Fortunately, Pausch's own readers face a less daunting task and can count on many rewards along the way. Each discussion begins with a survey of ancient historiographical theory on a particular topic. Anyone interested in the perennial question of the audience for history as a genre will find the essential texts, both Greek and Roman, handled with authority and imagination. Pausch's account of the contemporary historical and literary background to Livy's work may well be the most thorough, and most thoroughly up to date, available. Indeed the bibliography, which includes items more recent than I would have thought possible, constitutes a very useful resource in itself. And since Pausch insists on the value of his approach for the entirety of Livy's surviving text, he includes analyses of passages from throughout the work, not just the first pentad and other familiar hunting grounds for the literary Livy.

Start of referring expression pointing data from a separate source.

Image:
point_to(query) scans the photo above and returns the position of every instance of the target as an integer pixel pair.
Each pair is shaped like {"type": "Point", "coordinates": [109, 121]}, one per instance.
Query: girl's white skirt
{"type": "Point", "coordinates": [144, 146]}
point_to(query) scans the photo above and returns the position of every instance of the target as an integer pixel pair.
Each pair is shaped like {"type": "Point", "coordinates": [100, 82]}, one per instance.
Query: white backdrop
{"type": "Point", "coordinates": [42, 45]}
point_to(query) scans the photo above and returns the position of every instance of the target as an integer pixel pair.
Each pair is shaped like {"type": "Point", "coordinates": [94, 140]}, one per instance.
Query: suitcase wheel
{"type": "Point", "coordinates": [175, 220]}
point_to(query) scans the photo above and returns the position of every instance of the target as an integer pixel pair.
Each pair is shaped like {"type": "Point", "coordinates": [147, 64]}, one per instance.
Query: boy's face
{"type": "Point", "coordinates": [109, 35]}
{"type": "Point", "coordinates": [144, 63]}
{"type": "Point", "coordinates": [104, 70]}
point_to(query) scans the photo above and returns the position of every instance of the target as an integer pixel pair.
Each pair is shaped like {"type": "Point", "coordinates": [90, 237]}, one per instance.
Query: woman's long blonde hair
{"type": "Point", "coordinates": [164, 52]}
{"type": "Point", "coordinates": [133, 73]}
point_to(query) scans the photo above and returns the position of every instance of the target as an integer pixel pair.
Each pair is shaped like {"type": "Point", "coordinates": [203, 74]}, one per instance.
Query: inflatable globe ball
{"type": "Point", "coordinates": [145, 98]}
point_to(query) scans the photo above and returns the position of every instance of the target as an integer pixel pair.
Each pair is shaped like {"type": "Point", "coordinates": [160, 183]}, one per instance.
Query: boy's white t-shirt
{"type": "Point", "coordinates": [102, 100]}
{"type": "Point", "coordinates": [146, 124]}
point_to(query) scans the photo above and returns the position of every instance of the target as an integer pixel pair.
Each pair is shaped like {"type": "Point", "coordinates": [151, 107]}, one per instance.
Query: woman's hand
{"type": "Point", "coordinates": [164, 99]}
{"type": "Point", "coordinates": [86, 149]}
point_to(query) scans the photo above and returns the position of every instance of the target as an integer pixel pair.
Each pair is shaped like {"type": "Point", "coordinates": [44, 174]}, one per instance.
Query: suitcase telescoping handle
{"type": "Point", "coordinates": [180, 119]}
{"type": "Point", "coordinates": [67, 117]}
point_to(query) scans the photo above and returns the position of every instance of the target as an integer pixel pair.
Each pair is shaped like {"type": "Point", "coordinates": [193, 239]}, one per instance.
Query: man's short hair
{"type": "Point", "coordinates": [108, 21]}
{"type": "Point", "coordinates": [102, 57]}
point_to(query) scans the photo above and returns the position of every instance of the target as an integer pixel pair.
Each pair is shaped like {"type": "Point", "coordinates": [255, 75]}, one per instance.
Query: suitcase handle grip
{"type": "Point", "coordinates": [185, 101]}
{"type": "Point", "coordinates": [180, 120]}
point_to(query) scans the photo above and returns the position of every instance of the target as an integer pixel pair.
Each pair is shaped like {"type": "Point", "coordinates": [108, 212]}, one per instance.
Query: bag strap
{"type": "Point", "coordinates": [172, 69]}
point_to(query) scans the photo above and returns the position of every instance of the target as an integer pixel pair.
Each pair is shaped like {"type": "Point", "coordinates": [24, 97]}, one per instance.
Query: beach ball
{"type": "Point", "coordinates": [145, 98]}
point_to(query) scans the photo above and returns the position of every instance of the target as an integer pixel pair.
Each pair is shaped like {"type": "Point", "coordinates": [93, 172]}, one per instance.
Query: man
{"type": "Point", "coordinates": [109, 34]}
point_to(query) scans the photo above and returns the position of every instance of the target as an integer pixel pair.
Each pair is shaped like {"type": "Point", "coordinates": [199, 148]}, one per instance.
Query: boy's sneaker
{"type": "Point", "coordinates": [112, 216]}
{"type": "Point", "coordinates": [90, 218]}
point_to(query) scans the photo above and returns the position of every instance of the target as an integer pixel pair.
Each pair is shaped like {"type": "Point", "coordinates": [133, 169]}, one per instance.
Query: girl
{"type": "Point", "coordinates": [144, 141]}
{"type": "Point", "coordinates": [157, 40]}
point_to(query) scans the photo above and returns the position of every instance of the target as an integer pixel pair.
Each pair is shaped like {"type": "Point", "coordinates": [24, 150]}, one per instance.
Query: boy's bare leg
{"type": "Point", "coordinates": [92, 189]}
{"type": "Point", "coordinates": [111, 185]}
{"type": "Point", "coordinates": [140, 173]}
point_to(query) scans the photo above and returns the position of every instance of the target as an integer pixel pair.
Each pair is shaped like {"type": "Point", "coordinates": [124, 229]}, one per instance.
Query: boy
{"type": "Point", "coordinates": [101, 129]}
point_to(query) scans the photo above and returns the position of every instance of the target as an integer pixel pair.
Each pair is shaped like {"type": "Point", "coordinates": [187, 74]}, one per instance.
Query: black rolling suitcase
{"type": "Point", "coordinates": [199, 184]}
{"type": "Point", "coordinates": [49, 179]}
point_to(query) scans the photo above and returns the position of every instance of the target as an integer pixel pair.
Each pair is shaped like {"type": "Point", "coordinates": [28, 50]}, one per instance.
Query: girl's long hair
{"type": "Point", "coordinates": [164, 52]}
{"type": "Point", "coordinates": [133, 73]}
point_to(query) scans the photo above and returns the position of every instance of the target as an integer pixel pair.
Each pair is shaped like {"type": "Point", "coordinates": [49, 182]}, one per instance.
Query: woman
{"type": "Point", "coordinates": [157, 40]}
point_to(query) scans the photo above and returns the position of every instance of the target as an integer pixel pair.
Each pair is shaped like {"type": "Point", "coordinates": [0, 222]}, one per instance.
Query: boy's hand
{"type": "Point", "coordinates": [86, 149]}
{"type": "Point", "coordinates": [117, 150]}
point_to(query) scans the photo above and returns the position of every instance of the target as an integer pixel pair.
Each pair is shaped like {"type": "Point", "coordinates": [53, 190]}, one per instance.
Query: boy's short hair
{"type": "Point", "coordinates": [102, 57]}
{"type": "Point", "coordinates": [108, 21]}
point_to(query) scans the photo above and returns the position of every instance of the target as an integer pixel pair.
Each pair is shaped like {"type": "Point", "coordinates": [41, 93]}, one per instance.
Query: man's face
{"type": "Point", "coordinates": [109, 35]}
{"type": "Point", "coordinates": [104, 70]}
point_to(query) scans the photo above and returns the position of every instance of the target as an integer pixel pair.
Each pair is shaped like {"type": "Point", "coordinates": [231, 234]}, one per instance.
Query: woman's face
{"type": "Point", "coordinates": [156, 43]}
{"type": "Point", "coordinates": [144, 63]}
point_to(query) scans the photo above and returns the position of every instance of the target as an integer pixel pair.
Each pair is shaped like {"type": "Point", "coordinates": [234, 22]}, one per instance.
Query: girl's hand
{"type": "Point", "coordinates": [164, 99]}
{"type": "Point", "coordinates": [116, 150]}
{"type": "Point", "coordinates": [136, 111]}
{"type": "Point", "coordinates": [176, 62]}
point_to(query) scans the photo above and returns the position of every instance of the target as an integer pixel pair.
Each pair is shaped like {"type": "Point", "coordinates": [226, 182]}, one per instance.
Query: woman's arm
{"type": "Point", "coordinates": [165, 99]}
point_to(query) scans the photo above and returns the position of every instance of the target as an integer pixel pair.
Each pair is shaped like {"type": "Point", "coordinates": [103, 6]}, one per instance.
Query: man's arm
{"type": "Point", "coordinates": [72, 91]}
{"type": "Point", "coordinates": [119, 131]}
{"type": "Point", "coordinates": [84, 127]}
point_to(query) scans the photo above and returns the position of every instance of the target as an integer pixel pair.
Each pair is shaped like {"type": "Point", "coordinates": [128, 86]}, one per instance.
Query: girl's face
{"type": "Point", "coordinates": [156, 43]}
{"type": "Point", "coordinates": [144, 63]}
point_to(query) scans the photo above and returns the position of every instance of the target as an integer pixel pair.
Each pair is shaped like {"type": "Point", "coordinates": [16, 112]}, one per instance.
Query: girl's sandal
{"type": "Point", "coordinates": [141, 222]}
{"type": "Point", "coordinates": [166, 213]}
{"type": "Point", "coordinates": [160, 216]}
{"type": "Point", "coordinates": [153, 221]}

Pausch ends by leaving it up to the reader to decide how much the issues he explores contributed to the ultimate success of Livy's work. Some in his own audience might use this generous gesture to test the limits of the readers' power in general. For while Pausch frequently allows that different members of Livy's audience will have responded to the text in different ways, his book still focuses on "Livius UND der Leser." It concentrates on the strategies an author uses to stimulate engagement rather than the engagement itself. His narratologically based approach may thus be contrasted with full-blown reader-response criticism of the sort represented by British classicist Charles Martindale's mantra that "meaning is always realized at the point of reception." I highlight this distinction not in criticism of Pausch but because it raises important questions about the interpretation of Augustan literature in particular: The engagement of new audiences in totalizing representations of Rome and its past has emerged as a defining feature of the period. But this means that what we have identified as most worth knowing about this literature, what it actually meant to the people who read it, can only be approached through speculation. Even if he is left contemplating such a dilemma, this reader responded to this text with gratitude for a genuinely involving study of Livy.